Mining cliff over; what next for resi?

Construction slowing

Total construction work done declined by 0.7 per cent in seasonally adjusted terms to $46.4 billion over the first quarter of the calendar year to be 7.2 per cent lower over the year to March 2017. 

After weaker trade and retail figures, all of the signs appear to be pointing to a weak result for GDP growth in the first quarter. 


First, here's the good news: having peaked all the way back in 2012, engineering construction activity is now rising again. 

There were still moderate ongoing declines in Western Australia and the Northern Territory as resources construction activity continues to wind down, but the rates of these declines is now tapering off.

And indeed, at the national level engineering construction activity is rising again, partly driven by infrastructure projects in the three most populous states. 


Dodgy weather...or peak resi?

Residential building work done dropped by 4.7 per cent in the quarter, which was the worst quarterly result for the sector since the introduction of the Goods and Sales Tax (GST) more than a decade and a half ago. 

Building activity slowed across new house building, apartments, and major renovations, suggesting that at least part of the reason for the decline was Cyclone Debbie towards the end of the quarter, while Sydney also had some shocking weather during the period. 


And looking at the building work done figures by state confirms as much, with a very sharp 10 per cent quarterly drop in Queensland, and a somewhat lesser 4 per cent decline in New South Wales. 

In Victoria building activity powered to a new record high in chain volume measures terms, with the industry going like the clappers in Melbourne and operating at close to full capacity. 

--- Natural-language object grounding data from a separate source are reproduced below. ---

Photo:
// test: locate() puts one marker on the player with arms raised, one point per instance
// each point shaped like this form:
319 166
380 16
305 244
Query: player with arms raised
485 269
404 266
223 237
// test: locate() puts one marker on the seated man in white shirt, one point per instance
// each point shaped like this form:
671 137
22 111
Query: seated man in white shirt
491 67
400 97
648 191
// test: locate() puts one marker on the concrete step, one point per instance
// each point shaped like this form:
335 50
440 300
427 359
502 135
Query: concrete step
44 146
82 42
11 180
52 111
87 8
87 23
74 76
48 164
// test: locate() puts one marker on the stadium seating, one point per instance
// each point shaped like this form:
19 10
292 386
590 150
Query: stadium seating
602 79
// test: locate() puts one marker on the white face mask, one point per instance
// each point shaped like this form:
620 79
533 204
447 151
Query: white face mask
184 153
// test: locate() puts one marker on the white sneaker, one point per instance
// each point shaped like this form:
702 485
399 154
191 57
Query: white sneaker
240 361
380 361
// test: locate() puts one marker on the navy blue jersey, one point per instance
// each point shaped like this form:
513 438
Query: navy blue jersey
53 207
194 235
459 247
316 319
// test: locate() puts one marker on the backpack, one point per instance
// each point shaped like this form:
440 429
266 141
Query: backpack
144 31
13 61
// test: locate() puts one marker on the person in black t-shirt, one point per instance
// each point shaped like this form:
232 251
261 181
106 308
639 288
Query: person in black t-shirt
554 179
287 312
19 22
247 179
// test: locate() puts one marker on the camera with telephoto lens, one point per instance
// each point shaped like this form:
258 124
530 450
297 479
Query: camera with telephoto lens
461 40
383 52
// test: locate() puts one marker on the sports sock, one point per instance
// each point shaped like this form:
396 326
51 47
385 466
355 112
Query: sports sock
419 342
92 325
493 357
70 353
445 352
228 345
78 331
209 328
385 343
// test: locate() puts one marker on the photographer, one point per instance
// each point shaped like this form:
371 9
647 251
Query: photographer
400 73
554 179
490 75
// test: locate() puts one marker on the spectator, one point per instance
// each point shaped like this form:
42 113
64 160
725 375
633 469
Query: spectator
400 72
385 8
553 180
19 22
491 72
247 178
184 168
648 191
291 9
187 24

New detached house construction has been broadly flat since the end of 2014, with the growth in residential construction since that time driven by record activity levels in the apartments sector.

Here too there was a sharp weather-related 22 per cent fall in Queensland, plus a relatively small decline in New South Wales.

But there was also a slowdown in evidence in Western Australia, South Australia, the Northern Territory, and Canberra. 

On this evidence, then, it's possible that the peak for apartment construction activity might have passed, although there is of course still a huge pipeline of work to be completed.  


The wrap

Firstly, growth in the economy in the first quarter is going to be weak, and perhaps very weak. 

On the positive side there is light at the end of the tunnel for the resources states, as engineering construction activity finally looks to be bottoming out, after years of contraction. 

Strip out the impact of Cyclone Debbie and heavy rain in Sydney and the apparently sharp drop in residential construction in the first quarter of the year may prove to be less than dramatic. 

However, it's hard to escape the conclusion that building activity in the residential sector is about to fade away as the record pipeline of apartments is delivered to the market. 

It might reasonably be expected that dwelling starts fall by about a quarter over the next couple of years. 

Given the huge level of employment in the construction industry, this could prove to be a very significant drag on the economy going forward.